Another potential concern for a Snapdragon-only future is that Samsung may see price pressure from Qualcomm. The Snapdragon maker could theoretically charge top dollar for these chips, putting pressure on Samsung to maintain its profit margins by increasing the cost of the Galaxy S23 range.
More Samsung coverage: Here’s why Exynos vs. Snapdragon is such a big deal
There’s also the possibility that the Snapdragon 8 Gen 2 could be a huge disappointment, leaving fans without an alternative model if they still want to stick with the Galaxy S23 range. Then again, smartphone makers tend to get their hands on chips early on, which gives them plenty of wiggle room to switch to an alternative processor if necessary. A clear precedent for this was the Galaxy S6 range: rumors swirled before that was launched Samsung dropped the Snapdragon 810 For Exynos 7420 due to overheating issues with Snapdragon silicon.

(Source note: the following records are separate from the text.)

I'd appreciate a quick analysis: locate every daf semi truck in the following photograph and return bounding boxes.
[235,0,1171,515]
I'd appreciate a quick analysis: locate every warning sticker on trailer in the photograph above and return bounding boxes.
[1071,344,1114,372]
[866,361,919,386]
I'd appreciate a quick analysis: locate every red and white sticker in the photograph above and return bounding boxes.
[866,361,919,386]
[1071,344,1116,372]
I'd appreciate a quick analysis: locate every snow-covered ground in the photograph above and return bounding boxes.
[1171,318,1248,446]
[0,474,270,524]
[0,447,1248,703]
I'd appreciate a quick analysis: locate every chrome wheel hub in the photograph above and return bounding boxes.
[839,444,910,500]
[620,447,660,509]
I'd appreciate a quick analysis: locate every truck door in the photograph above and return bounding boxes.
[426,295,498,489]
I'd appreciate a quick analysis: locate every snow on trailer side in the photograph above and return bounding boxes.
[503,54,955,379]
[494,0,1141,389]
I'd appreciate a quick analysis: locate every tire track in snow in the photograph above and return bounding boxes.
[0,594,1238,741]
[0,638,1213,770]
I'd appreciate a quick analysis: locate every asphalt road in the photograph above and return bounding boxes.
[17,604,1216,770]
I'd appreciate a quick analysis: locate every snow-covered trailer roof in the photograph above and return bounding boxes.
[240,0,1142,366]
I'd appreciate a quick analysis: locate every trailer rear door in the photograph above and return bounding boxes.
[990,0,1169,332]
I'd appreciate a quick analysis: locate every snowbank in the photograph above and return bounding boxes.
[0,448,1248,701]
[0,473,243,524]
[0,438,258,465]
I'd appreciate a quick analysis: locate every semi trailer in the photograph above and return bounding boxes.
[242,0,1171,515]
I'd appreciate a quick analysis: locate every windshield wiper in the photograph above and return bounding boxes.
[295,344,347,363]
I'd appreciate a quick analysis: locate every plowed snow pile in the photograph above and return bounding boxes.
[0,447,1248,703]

The Galaxy S23 series from Snapdragon can only prevent Samsung from implementing some advanced hardware features if the Snapdragon chip does not support them. We’ve already talked about Exynos chips that sometimes support some video quality options before their equivalent Snapdragon SoC offered them. But we’ve also seen Exynos silicon support features like AV1 decoding and hardware-based ray tracing before Snapdragon processors. Fortunately, the first appears to be the Snapdragon 8 Gen 2 lock.
The benefits are likely to outweigh the negatives
Robert Treggs / Android Authority
Despite these concerns about the Galaxy S23’s Snapdragon-only range, it’s clear that there are many potential upsides for the situation.
First, consumers in Europe can finally get a phone with the same performance as models in other regions. This could also mean the same support for gaming and camera quality across all variants, as well as the same feature set without artificially falling back on a single variant.
Either way, it certainly looks like 2023 could be a very interesting year for Samsung smartphone fans. But there is hope that the rumors are true and that Samsung is already working on something great in 2025.